Speaker

Presentation in English

SAM CARTWRIGHT-HATTON

OXFORD UNIVERSITY. UNITED KINGDOM

Sam began her career with a D.Phil (PhD) in the Department of Psychiatry at Oxford, under the supervision of Adrian Wells. The subject of this thesis was a Metacognitive model of Generalised Anxiety Disorder in Adults.

During subsequent clinical psychology training in Manchester, she developed an interest in the far less well-researched area of anxiety in childhood. On qualifying, she joined the Manchester clinical course as academic tutor, while working half-time as a clinical psychologist in the Manchester Children’s Trust. Eighteen months after qualification, she was awarded a 3-year NHS executive fellowship to develop her research into anxiety in childhood, with Professor Richard Harrington. This was followed by a 4-year MRC Clinician Scientist Fellowship to trial a new intervention for families of young anxious children.

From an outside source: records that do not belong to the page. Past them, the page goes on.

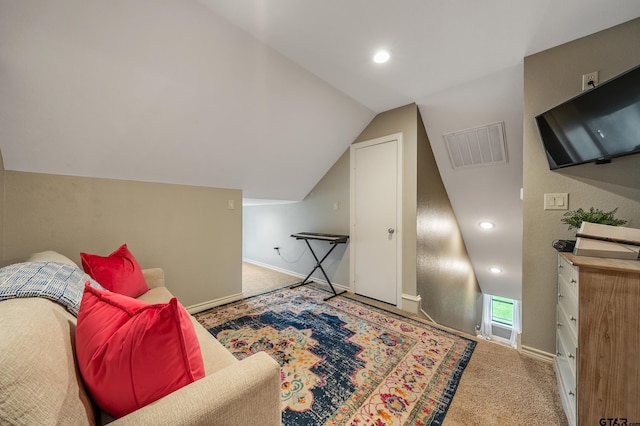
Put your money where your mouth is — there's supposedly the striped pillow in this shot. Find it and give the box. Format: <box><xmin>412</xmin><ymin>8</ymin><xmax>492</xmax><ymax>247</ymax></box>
<box><xmin>0</xmin><ymin>262</ymin><xmax>104</xmax><ymax>317</ymax></box>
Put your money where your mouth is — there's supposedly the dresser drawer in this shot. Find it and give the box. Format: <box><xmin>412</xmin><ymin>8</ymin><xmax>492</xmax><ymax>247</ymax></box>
<box><xmin>556</xmin><ymin>329</ymin><xmax>578</xmax><ymax>382</ymax></box>
<box><xmin>558</xmin><ymin>279</ymin><xmax>580</xmax><ymax>338</ymax></box>
<box><xmin>558</xmin><ymin>256</ymin><xmax>578</xmax><ymax>303</ymax></box>
<box><xmin>556</xmin><ymin>303</ymin><xmax>578</xmax><ymax>346</ymax></box>
<box><xmin>553</xmin><ymin>350</ymin><xmax>578</xmax><ymax>426</ymax></box>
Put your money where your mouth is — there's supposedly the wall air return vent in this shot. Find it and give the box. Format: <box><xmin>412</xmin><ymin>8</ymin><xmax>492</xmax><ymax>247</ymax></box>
<box><xmin>443</xmin><ymin>123</ymin><xmax>507</xmax><ymax>169</ymax></box>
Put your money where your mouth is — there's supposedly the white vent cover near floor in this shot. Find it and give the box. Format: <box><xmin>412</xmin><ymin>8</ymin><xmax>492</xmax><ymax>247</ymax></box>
<box><xmin>443</xmin><ymin>123</ymin><xmax>507</xmax><ymax>169</ymax></box>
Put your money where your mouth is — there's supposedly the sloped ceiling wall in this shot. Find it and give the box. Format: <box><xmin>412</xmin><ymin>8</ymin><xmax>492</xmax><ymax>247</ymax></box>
<box><xmin>0</xmin><ymin>0</ymin><xmax>374</xmax><ymax>200</ymax></box>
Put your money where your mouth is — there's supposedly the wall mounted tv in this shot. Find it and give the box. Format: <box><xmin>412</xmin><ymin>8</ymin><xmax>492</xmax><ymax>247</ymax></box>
<box><xmin>536</xmin><ymin>66</ymin><xmax>640</xmax><ymax>170</ymax></box>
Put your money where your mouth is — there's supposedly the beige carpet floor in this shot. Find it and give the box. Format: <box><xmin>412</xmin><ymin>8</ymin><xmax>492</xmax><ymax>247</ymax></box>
<box><xmin>242</xmin><ymin>263</ymin><xmax>567</xmax><ymax>426</ymax></box>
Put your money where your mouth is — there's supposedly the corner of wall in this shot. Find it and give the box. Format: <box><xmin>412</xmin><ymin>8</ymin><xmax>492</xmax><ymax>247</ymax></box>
<box><xmin>0</xmin><ymin>150</ymin><xmax>6</xmax><ymax>265</ymax></box>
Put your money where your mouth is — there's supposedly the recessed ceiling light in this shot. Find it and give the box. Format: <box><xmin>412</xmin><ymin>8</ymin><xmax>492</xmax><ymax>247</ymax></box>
<box><xmin>373</xmin><ymin>50</ymin><xmax>391</xmax><ymax>64</ymax></box>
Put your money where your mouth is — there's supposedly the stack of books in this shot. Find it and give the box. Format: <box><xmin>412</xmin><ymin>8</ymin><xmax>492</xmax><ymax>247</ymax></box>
<box><xmin>573</xmin><ymin>222</ymin><xmax>640</xmax><ymax>260</ymax></box>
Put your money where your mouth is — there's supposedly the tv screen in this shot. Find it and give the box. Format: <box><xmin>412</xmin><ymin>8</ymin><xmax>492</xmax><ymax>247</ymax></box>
<box><xmin>536</xmin><ymin>66</ymin><xmax>640</xmax><ymax>170</ymax></box>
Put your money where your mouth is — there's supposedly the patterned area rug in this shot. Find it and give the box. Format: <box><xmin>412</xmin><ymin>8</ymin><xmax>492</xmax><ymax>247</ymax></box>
<box><xmin>196</xmin><ymin>286</ymin><xmax>476</xmax><ymax>426</ymax></box>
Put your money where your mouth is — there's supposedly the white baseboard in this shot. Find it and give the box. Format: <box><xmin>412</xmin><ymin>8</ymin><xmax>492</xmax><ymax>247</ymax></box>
<box><xmin>242</xmin><ymin>258</ymin><xmax>351</xmax><ymax>291</ymax></box>
<box><xmin>400</xmin><ymin>293</ymin><xmax>422</xmax><ymax>315</ymax></box>
<box><xmin>520</xmin><ymin>345</ymin><xmax>555</xmax><ymax>363</ymax></box>
<box><xmin>185</xmin><ymin>293</ymin><xmax>243</xmax><ymax>315</ymax></box>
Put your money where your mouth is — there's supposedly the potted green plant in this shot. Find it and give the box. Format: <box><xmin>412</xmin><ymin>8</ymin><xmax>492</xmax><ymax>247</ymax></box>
<box><xmin>560</xmin><ymin>207</ymin><xmax>627</xmax><ymax>230</ymax></box>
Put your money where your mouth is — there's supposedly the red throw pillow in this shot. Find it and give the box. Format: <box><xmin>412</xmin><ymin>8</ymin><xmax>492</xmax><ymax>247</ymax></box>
<box><xmin>76</xmin><ymin>283</ymin><xmax>204</xmax><ymax>417</ymax></box>
<box><xmin>80</xmin><ymin>244</ymin><xmax>149</xmax><ymax>297</ymax></box>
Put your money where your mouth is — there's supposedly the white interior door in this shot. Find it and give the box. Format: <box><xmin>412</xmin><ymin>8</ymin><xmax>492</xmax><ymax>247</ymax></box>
<box><xmin>350</xmin><ymin>135</ymin><xmax>401</xmax><ymax>305</ymax></box>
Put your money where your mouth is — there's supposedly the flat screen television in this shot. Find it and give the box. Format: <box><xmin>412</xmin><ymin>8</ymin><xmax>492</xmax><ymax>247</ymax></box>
<box><xmin>536</xmin><ymin>66</ymin><xmax>640</xmax><ymax>170</ymax></box>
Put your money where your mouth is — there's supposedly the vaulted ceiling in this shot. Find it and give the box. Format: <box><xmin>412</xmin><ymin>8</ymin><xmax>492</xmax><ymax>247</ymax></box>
<box><xmin>0</xmin><ymin>0</ymin><xmax>640</xmax><ymax>298</ymax></box>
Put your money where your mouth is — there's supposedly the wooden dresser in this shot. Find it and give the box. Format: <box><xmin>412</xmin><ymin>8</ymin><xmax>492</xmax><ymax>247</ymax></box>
<box><xmin>554</xmin><ymin>253</ymin><xmax>640</xmax><ymax>426</ymax></box>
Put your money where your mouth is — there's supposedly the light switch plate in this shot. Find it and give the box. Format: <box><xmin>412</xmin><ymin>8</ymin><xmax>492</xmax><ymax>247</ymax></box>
<box><xmin>544</xmin><ymin>192</ymin><xmax>569</xmax><ymax>210</ymax></box>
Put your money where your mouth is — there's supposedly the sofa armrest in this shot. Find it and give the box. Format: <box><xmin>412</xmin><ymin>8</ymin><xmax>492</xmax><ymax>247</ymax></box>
<box><xmin>110</xmin><ymin>352</ymin><xmax>282</xmax><ymax>426</ymax></box>
<box><xmin>142</xmin><ymin>268</ymin><xmax>164</xmax><ymax>288</ymax></box>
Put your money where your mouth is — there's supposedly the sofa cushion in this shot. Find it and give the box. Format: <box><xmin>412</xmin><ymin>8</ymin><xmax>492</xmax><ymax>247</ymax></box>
<box><xmin>27</xmin><ymin>250</ymin><xmax>78</xmax><ymax>268</ymax></box>
<box><xmin>0</xmin><ymin>297</ymin><xmax>94</xmax><ymax>426</ymax></box>
<box><xmin>76</xmin><ymin>286</ymin><xmax>204</xmax><ymax>417</ymax></box>
<box><xmin>80</xmin><ymin>244</ymin><xmax>149</xmax><ymax>297</ymax></box>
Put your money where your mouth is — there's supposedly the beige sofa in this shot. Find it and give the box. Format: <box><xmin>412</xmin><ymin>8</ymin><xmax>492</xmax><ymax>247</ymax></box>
<box><xmin>0</xmin><ymin>251</ymin><xmax>281</xmax><ymax>426</ymax></box>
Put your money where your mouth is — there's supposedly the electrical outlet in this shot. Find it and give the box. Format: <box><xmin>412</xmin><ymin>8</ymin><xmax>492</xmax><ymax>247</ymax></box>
<box><xmin>582</xmin><ymin>71</ymin><xmax>598</xmax><ymax>92</ymax></box>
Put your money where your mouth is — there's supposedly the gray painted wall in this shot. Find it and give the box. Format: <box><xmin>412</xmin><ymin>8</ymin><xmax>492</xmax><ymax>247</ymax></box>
<box><xmin>0</xmin><ymin>151</ymin><xmax>5</xmax><ymax>265</ymax></box>
<box><xmin>417</xmin><ymin>108</ymin><xmax>482</xmax><ymax>335</ymax></box>
<box><xmin>522</xmin><ymin>19</ymin><xmax>640</xmax><ymax>353</ymax></box>
<box><xmin>3</xmin><ymin>171</ymin><xmax>242</xmax><ymax>306</ymax></box>
<box><xmin>242</xmin><ymin>150</ymin><xmax>349</xmax><ymax>287</ymax></box>
<box><xmin>243</xmin><ymin>104</ymin><xmax>480</xmax><ymax>333</ymax></box>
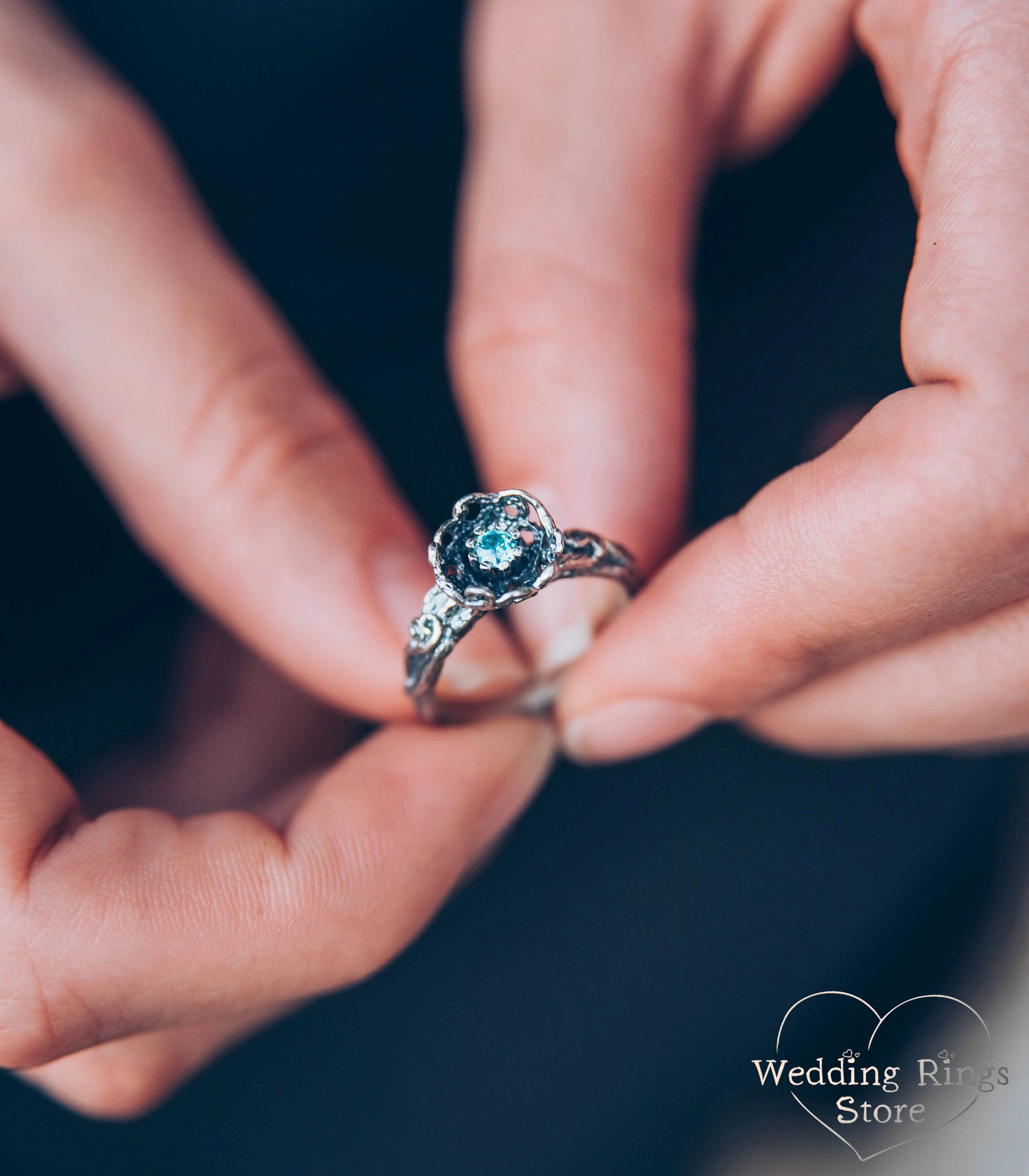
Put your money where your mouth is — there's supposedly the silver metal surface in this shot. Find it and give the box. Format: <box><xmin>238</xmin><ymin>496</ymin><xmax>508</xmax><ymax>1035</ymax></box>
<box><xmin>405</xmin><ymin>490</ymin><xmax>641</xmax><ymax>722</ymax></box>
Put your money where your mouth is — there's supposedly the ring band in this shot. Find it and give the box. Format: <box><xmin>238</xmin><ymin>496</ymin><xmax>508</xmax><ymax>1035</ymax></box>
<box><xmin>405</xmin><ymin>490</ymin><xmax>640</xmax><ymax>722</ymax></box>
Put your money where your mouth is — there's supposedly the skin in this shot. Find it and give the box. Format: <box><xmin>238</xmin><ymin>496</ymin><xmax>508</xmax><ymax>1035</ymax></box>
<box><xmin>0</xmin><ymin>0</ymin><xmax>1029</xmax><ymax>1116</ymax></box>
<box><xmin>453</xmin><ymin>0</ymin><xmax>1029</xmax><ymax>761</ymax></box>
<box><xmin>0</xmin><ymin>0</ymin><xmax>554</xmax><ymax>1117</ymax></box>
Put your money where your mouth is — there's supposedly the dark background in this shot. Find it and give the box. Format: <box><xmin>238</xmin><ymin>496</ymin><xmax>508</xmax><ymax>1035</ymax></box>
<box><xmin>0</xmin><ymin>0</ymin><xmax>1020</xmax><ymax>1176</ymax></box>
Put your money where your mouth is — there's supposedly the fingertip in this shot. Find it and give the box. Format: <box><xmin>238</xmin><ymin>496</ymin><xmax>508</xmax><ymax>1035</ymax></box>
<box><xmin>561</xmin><ymin>699</ymin><xmax>711</xmax><ymax>764</ymax></box>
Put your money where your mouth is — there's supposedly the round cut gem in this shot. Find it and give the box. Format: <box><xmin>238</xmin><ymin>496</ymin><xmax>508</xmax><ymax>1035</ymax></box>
<box><xmin>473</xmin><ymin>530</ymin><xmax>521</xmax><ymax>572</ymax></box>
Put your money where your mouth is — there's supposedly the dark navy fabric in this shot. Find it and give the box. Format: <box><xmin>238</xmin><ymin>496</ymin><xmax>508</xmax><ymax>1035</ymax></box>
<box><xmin>0</xmin><ymin>0</ymin><xmax>1018</xmax><ymax>1176</ymax></box>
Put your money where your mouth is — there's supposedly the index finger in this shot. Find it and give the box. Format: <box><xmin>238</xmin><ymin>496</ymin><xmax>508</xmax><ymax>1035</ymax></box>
<box><xmin>0</xmin><ymin>0</ymin><xmax>519</xmax><ymax>717</ymax></box>
<box><xmin>562</xmin><ymin>5</ymin><xmax>1029</xmax><ymax>759</ymax></box>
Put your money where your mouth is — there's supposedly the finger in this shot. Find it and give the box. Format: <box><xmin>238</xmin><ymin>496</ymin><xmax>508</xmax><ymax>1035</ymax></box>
<box><xmin>562</xmin><ymin>6</ymin><xmax>1029</xmax><ymax>759</ymax></box>
<box><xmin>450</xmin><ymin>0</ymin><xmax>702</xmax><ymax>668</ymax></box>
<box><xmin>744</xmin><ymin>601</ymin><xmax>1029</xmax><ymax>755</ymax></box>
<box><xmin>450</xmin><ymin>0</ymin><xmax>853</xmax><ymax>669</ymax></box>
<box><xmin>81</xmin><ymin>619</ymin><xmax>361</xmax><ymax>824</ymax></box>
<box><xmin>18</xmin><ymin>1005</ymin><xmax>294</xmax><ymax>1120</ymax></box>
<box><xmin>0</xmin><ymin>0</ymin><xmax>519</xmax><ymax>716</ymax></box>
<box><xmin>0</xmin><ymin>352</ymin><xmax>25</xmax><ymax>400</ymax></box>
<box><xmin>0</xmin><ymin>719</ymin><xmax>554</xmax><ymax>1068</ymax></box>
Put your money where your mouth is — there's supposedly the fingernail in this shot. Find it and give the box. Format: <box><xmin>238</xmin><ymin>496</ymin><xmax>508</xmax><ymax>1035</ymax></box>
<box><xmin>374</xmin><ymin>546</ymin><xmax>526</xmax><ymax>699</ymax></box>
<box><xmin>561</xmin><ymin>699</ymin><xmax>711</xmax><ymax>763</ymax></box>
<box><xmin>513</xmin><ymin>580</ymin><xmax>628</xmax><ymax>674</ymax></box>
<box><xmin>473</xmin><ymin>719</ymin><xmax>557</xmax><ymax>868</ymax></box>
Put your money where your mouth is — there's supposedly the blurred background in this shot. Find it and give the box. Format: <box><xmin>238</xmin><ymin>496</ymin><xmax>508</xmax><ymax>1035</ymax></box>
<box><xmin>0</xmin><ymin>0</ymin><xmax>1024</xmax><ymax>1176</ymax></box>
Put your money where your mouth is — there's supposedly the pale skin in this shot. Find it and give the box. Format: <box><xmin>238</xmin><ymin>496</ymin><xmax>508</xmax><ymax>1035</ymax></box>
<box><xmin>0</xmin><ymin>0</ymin><xmax>1029</xmax><ymax>1115</ymax></box>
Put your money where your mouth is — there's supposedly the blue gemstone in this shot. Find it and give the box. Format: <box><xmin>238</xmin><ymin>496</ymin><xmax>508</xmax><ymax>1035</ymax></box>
<box><xmin>473</xmin><ymin>530</ymin><xmax>522</xmax><ymax>572</ymax></box>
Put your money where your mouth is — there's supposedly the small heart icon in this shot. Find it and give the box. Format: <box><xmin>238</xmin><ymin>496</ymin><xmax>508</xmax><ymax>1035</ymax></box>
<box><xmin>756</xmin><ymin>993</ymin><xmax>993</xmax><ymax>1160</ymax></box>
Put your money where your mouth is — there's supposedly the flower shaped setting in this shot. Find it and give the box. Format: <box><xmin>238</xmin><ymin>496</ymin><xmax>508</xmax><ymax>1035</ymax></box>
<box><xmin>429</xmin><ymin>490</ymin><xmax>564</xmax><ymax>608</ymax></box>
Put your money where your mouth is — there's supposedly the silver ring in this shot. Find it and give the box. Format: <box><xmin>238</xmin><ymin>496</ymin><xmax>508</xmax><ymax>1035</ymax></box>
<box><xmin>405</xmin><ymin>490</ymin><xmax>640</xmax><ymax>722</ymax></box>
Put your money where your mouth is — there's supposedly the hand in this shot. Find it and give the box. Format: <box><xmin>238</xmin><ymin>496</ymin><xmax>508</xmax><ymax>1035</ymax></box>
<box><xmin>455</xmin><ymin>0</ymin><xmax>1029</xmax><ymax>760</ymax></box>
<box><xmin>0</xmin><ymin>623</ymin><xmax>554</xmax><ymax>1118</ymax></box>
<box><xmin>0</xmin><ymin>0</ymin><xmax>521</xmax><ymax>719</ymax></box>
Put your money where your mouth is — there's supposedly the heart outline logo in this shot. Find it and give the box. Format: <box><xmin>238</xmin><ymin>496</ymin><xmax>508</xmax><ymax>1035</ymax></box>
<box><xmin>775</xmin><ymin>989</ymin><xmax>994</xmax><ymax>1163</ymax></box>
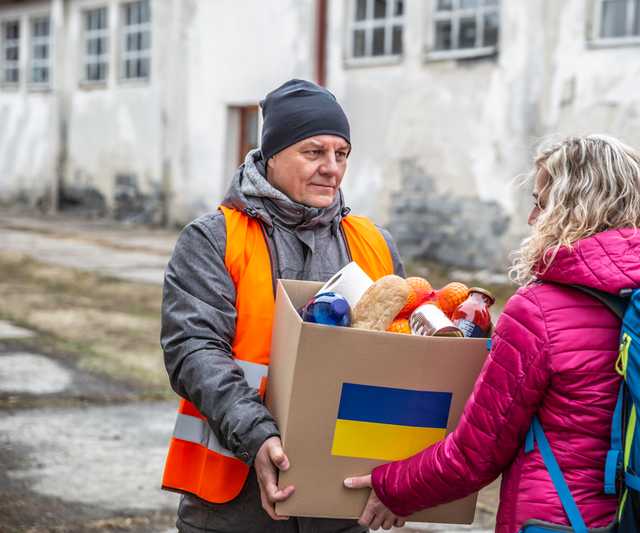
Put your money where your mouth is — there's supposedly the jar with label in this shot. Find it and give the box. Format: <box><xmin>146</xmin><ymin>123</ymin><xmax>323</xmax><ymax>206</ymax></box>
<box><xmin>409</xmin><ymin>304</ymin><xmax>462</xmax><ymax>337</ymax></box>
<box><xmin>451</xmin><ymin>287</ymin><xmax>496</xmax><ymax>338</ymax></box>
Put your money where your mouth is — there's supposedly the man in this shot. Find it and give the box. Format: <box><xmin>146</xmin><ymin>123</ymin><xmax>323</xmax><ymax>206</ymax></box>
<box><xmin>161</xmin><ymin>80</ymin><xmax>404</xmax><ymax>533</ymax></box>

She joined the University of Sussex in 2011 with an NIHR Career Development Award to develop and test a preventative intervention aimed at families with an anxious parent. More recently, she has become interested in how we can deliver support to parents digitally, and was been awarded a large research grant from the Kavli Trust to test an online preventive intervention for parents who experience high levels of anxiety.

She was awarded the British Psychological Society Award May Davidson Award in 2009 for her research into anxiety of childhood.

Can we help parents with mental health problems to raise happy, confident children?

This keynote focuses on what is possibly the only entirely non-controversial idea in the entire field of mental health: Mental Health Problems Run in Families. Everyone knows that it’s true, but what, as a profession, do we do about it?

Nothing.

We know that mental health problems run in families, but at present we do almost nothing to stop this from happening.

In this talk I will summarise 20 years of research from our lab and clinic, which shows that much can be done. This includes lab-based research with parents and their children, which has attempted to unpick the processes involved in the intergenerational transmission of poor mental health, and clinical studies of parenting interventions which show substantial promise in preventing it.

Our research was initially focussed on anxiety disorders but has now expanded to include other presentations and patient groups. I will outline what we have found, and I will hope to persuade the audience that there is much that can be done to help parents with mental health difficulties, if only the will and the resource can be found.